尺八教授本 師範への道のり

尺八を初めて1年くらいは、いわゆる尺八やお箏の曲に、あまり興味がありませんでした。

理由は、曲自体が退屈に思えたからです。現代曲に慣れきってしまった耳には眠くなるような旋律と、曖昧な拍子感、、、聴き慣れた曲と比較してしまうと、どうしても興味の対象にはなりませんでした。

ところが、習い始めてちょうど1年経ったあたりでしょうか。先生主宰の門下生による勉強会(演奏練習会)に参加した事がきっかけで、尺八の曲にも少しずつ興味が湧いてきました。

興味が湧いてきた理由は「意外と難しかった」からです。一見簡単そうな旋律でも、尺八だとなかなか綺麗に吹けません。これがリコーダーやピアノなら、1,2回練習すれば演奏できてしまうわけですが、尺八だとそうはいきません。

裏を返せば、尺八が無駄に難しいだけで、楽器として未完成なのでは?といった見方もできるかも知れません。しかし一概にそうとも言い切れず、演奏者に高い技術を要求する楽器であるがゆえ、技術を習得した際の表現力の高さは無限大、という素晴らしいポテンシャルを兼ね備えているとも言えます。

穴が5孔しかありませんが、メリ・カリ奏法や、穴を半分開けたり、指をかざしたりすることで、ドレミファソラシドも普通に吹けますし、それだけでなく半音と半音の間の音も自由に表現できます。強弱はもちろん、息の入れ方によっても、尺八らしい風切り音の混じった音から、サックスのようなビリビリとした音まで、色々音を変化させて吹くこともできます。

そんな無限の表現力に魅せられて(ある意味取り憑かれて)、昔から吹かれてきた尺八の曲を通じて、自分も自由な表現力を身に付けたいなと思うようになり、都山流の教授目録に取り込むことにしました。

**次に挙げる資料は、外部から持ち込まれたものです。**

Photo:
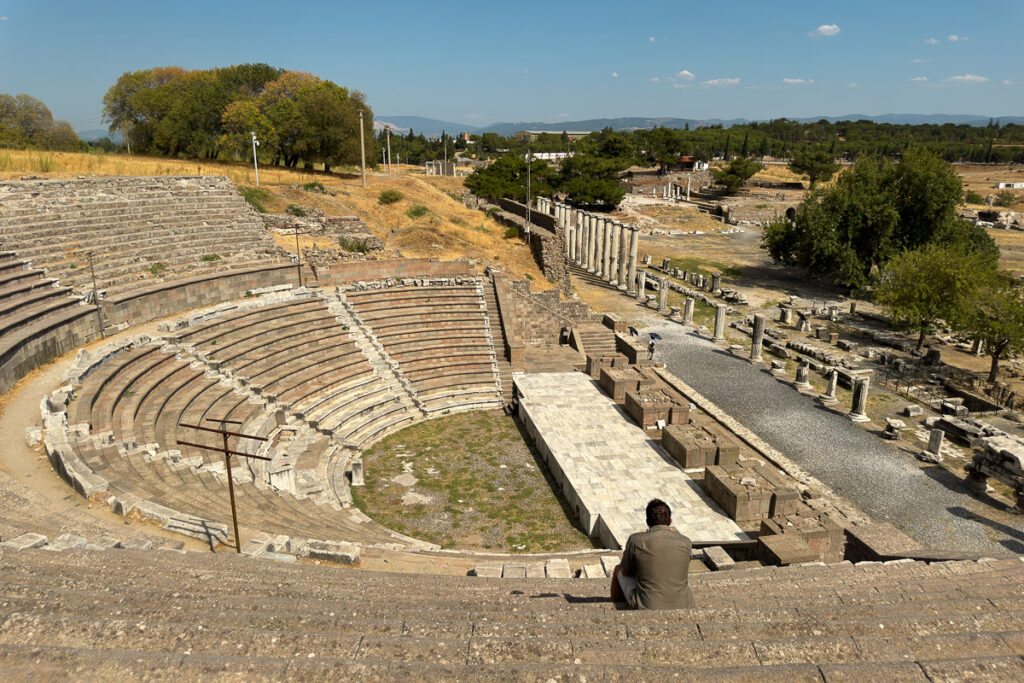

いわゆる「○山」と名乗れる師範の免状取得には、准師範の取得から、3年の経過の上、師範試験に合格する必要があります。また、準師範の取得には、皆伝取得後に準師範試験に合格する必要があります。

(→都山流の資格 免状・免許状 について)

初伝 → 中伝 → 奥伝 → 皆伝、の順ですから、まぁかなり頑張って准師範取得まで2年として、計5か年計画、といったところでしょうか。。。結構な道のりです。

道のりは長いですが、始めてみれば楽しいものです。新しい曲に取り組むたびに、新たな奏法や課題が出てきて、毎日毎日練習することで、出来なかったことが少しずつ出来るようになっていきます。

私のレベルでは、まだ下手になるほど技術の蓄積もないので、やればやるだけプラスになってくれます。毎日吹いても飽きないどころか、何時間でも吹いていたいと思う今日この頃です。(仕事ハ大事ダヨ)

現在、取り組み始めてから約半年が経ちますが、中伝の主要な曲をある程度クリアし、奥伝の曲に取り組み始めているところです。

すっかり尺八の曲にも慣れ、その良さも少しずつ分かるようになって来ました。これからは、もともと吹きたかった現代曲に加えて、沢山の尺八の曲にも取り組み、表現力の幅を広げていきたいなと思っています。